Das Ganze hat nur einen großen Haken.

Durch diese Templates, die oft einen sehr einheitlichen Stil haben (Verläufe, abgerundete Ecken, Buttons mit Glanz, bestimmtes Farbspektrum, …) hat sich sehr schnell ein Trend entwickelt, der oft auch direkt mit dem Begriff „Web-2.0“ einhergeht, weil er das Aufkommen der anderen (inhaltlichen und technischen) Entwicklungen, die dieser Begriff umfasst, begleitet hat.

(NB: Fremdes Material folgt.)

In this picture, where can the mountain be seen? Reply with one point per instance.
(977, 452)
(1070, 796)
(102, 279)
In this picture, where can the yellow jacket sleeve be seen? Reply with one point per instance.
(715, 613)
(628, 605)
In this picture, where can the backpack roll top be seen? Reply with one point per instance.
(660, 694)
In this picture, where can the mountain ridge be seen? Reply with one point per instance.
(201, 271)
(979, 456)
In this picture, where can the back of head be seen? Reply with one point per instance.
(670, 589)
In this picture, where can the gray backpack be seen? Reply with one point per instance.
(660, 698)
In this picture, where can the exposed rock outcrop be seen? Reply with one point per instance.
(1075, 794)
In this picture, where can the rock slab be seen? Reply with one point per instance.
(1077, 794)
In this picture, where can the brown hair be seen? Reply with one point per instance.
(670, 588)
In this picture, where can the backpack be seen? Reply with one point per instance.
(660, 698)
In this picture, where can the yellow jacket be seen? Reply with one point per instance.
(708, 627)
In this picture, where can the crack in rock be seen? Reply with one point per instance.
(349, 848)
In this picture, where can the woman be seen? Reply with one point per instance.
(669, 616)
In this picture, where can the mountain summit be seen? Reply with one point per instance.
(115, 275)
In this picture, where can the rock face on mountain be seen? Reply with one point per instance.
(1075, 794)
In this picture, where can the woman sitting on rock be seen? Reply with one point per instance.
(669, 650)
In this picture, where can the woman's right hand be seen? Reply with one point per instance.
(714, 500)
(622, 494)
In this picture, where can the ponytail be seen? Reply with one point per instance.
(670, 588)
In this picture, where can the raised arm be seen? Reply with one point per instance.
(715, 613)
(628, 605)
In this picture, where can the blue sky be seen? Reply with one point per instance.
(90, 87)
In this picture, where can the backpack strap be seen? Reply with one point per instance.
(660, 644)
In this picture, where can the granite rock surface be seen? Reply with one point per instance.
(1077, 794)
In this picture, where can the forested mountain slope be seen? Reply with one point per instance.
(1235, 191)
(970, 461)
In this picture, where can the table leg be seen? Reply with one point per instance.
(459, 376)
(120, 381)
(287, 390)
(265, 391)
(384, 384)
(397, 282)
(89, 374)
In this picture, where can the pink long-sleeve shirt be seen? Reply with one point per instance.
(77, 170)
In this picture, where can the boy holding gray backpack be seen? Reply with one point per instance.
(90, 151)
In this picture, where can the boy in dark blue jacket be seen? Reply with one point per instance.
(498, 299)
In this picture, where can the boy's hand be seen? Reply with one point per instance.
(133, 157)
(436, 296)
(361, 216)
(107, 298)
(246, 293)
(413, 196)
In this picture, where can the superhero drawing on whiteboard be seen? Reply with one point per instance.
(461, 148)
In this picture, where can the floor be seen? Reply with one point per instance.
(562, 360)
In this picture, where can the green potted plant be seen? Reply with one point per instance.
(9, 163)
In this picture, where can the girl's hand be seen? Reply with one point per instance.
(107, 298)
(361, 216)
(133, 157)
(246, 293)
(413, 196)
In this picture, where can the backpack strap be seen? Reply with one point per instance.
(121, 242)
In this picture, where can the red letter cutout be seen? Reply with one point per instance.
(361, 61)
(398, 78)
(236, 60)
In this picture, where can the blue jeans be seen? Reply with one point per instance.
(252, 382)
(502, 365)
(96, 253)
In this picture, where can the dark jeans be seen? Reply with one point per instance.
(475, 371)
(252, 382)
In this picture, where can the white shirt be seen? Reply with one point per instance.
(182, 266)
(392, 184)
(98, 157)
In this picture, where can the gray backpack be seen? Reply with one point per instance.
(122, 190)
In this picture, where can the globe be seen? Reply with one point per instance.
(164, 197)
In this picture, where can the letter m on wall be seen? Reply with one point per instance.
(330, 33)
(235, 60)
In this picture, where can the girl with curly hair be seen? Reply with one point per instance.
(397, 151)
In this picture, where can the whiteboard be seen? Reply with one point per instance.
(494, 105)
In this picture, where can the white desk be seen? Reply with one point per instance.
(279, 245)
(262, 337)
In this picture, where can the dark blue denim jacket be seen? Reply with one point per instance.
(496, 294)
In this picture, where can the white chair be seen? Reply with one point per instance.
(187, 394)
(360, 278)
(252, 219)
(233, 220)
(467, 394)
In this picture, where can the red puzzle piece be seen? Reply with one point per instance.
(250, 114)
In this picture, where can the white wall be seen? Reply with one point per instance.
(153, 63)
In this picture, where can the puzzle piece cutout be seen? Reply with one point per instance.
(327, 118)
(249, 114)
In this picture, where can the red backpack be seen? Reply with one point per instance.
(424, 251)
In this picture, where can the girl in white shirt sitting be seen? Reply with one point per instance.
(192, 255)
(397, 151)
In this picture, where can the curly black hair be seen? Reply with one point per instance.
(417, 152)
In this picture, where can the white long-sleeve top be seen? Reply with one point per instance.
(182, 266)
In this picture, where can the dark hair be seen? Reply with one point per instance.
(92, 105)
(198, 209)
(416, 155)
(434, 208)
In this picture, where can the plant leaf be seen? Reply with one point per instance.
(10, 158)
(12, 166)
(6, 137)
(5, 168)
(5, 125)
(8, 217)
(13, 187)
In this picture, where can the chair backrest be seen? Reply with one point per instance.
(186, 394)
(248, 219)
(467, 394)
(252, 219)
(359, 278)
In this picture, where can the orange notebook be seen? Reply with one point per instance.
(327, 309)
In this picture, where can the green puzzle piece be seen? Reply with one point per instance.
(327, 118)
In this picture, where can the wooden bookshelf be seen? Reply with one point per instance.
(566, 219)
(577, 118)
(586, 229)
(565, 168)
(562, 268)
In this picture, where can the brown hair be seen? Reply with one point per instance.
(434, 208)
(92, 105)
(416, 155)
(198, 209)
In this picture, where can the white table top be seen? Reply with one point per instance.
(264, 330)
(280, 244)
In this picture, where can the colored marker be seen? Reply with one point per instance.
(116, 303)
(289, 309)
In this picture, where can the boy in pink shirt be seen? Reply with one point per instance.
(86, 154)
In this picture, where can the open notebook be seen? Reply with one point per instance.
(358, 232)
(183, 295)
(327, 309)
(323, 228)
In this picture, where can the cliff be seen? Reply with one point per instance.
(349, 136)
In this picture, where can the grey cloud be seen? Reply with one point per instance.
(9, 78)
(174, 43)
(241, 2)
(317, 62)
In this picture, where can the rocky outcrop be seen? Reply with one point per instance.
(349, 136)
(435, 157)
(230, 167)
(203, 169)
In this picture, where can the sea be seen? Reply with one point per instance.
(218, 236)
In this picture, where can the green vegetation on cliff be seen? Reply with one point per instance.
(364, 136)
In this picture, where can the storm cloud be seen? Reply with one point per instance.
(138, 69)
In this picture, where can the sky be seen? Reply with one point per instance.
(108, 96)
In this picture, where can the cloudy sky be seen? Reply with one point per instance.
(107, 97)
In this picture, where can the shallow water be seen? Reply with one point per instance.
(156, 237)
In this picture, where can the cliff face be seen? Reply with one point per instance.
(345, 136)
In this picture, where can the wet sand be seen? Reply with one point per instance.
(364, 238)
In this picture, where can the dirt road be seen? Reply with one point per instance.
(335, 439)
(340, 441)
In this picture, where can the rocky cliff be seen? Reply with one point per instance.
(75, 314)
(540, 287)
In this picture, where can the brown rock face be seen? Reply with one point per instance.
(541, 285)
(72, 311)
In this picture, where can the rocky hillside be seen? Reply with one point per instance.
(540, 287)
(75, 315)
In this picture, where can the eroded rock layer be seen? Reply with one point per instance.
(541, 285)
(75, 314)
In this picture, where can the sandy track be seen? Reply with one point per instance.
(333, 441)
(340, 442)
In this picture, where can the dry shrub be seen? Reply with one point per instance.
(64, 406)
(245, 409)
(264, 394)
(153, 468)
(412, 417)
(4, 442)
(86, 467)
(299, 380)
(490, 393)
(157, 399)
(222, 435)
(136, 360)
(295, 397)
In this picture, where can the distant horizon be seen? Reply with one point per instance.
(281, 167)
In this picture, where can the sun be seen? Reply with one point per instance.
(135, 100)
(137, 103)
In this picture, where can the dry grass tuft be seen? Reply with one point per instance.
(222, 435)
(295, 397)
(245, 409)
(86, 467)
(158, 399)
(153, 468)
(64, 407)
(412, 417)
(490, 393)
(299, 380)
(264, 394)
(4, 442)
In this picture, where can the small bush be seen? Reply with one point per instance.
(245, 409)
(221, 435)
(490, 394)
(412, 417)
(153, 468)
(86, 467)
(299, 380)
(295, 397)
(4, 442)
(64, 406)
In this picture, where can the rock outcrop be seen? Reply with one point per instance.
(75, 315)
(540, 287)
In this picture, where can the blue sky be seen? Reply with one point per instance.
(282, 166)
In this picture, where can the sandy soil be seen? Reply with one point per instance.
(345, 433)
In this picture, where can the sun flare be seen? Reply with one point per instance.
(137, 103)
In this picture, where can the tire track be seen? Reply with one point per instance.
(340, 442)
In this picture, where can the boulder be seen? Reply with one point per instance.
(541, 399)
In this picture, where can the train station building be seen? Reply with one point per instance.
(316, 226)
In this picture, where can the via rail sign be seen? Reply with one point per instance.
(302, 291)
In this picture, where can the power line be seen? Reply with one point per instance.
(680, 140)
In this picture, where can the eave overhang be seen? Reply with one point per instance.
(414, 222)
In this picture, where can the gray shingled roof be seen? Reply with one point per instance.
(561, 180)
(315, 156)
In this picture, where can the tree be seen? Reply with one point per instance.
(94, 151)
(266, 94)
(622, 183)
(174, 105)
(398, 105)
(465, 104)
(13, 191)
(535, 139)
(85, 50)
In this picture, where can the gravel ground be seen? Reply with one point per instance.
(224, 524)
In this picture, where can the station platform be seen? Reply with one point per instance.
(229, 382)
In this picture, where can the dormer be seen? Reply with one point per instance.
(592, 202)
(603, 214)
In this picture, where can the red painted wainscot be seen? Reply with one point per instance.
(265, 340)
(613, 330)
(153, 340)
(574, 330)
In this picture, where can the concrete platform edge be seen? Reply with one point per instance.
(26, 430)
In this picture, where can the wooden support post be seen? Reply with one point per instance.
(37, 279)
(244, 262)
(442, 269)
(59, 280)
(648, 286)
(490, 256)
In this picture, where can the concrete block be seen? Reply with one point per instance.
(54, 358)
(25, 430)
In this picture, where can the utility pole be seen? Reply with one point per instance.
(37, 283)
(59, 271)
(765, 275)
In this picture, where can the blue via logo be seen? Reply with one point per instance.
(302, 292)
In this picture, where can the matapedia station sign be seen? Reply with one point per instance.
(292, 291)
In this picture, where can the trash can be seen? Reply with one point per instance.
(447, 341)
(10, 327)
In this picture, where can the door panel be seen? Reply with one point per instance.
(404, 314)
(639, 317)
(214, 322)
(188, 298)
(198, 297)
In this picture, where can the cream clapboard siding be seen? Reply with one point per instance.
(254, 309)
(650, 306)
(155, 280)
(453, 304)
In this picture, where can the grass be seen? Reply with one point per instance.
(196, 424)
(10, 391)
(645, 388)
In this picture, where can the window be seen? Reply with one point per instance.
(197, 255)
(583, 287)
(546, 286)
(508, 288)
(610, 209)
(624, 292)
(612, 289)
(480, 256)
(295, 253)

Dieser Trend wird mittlerweile oft mißverstanden.
– Wenn man modern & zeitgemäß wirken will, muss auch bei kommerziellen Seiten „dieser Web-2.0-Look“ her. Ohne Rücksicht auf Verluste. Ob er passt oder nicht. Es gibt Kunden, die das verlangen ohne weiter darüber nachzudenken. Und tragischerweise auch genug Agenturen, die ihre Mitarbeiter mittlerweile dazu anhalten diesen Style zu verfolgen. Ebenfalls blind. Ohne zur reflektieren ob es nicht eine passendere, individuellere Lösung gäbe.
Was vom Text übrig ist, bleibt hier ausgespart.